The new requirements took effect across the EU from 27 June.

Among the measures, which were approved by the European Parliament plenary on 18 June, is the option for institutions “to fully add back to their Common Equity Tier 1 capital any increase in new expected credit loss provisions that they recognise in 2020 and 2021 for their financial assets that are not credit-impaired.

Amendements to IFRS 17

Separately, the IASB also also issued amendments to International Financial Reporting Standard 17, Insurance Contracts.

IFRS 17 replaces IFRS 4, Insurance Contracts and is effective for annual reporting periods beginning on or after 1 January 2023.

The release of the new standard, which applies to insurance contracts as opposed to insurers, is the first comprehensive international standard dealing with this area of accounting.

The board introduced IFRS 4 as an interim solution. Its critics of existing literature have said it does not contain a single accounting model for insurance contracts, which results in a loss of comparability.

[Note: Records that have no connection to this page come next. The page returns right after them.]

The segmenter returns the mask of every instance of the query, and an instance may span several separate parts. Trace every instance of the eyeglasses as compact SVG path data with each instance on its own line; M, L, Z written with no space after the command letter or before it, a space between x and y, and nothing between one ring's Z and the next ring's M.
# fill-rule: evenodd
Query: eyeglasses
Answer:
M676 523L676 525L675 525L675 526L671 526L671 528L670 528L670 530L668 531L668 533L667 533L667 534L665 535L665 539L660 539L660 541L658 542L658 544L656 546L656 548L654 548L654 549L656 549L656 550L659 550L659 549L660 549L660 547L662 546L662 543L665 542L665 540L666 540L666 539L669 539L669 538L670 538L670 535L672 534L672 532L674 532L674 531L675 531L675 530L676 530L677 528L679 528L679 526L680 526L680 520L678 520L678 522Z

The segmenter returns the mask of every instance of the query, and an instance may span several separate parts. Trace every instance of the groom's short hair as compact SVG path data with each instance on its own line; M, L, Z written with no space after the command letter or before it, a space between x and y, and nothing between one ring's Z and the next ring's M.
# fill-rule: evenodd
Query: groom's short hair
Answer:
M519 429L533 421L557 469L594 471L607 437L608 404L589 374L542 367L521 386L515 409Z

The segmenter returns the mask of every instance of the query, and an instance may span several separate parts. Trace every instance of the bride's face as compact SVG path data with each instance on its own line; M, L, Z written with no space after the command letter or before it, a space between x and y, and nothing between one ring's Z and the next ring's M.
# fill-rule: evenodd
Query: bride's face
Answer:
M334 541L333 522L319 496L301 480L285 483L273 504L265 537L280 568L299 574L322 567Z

Since publishing IFRS 17, the board has heard a number of criticisms from constituents.

In response, it agreed to make a series of targeted amendments to:

  • cut costs,
  • make results easier to explain, and
  • smooth transition.

Alongside the amendments, the board has released an overview of the changes and a feedback statement explaining how it responded to those concerns.

Separately, the European Financial Reporting Advisory Group, which advises the EU on accounting matters, on Monday issued its formal endorsement advice in favour of adopting the package for use across the EU.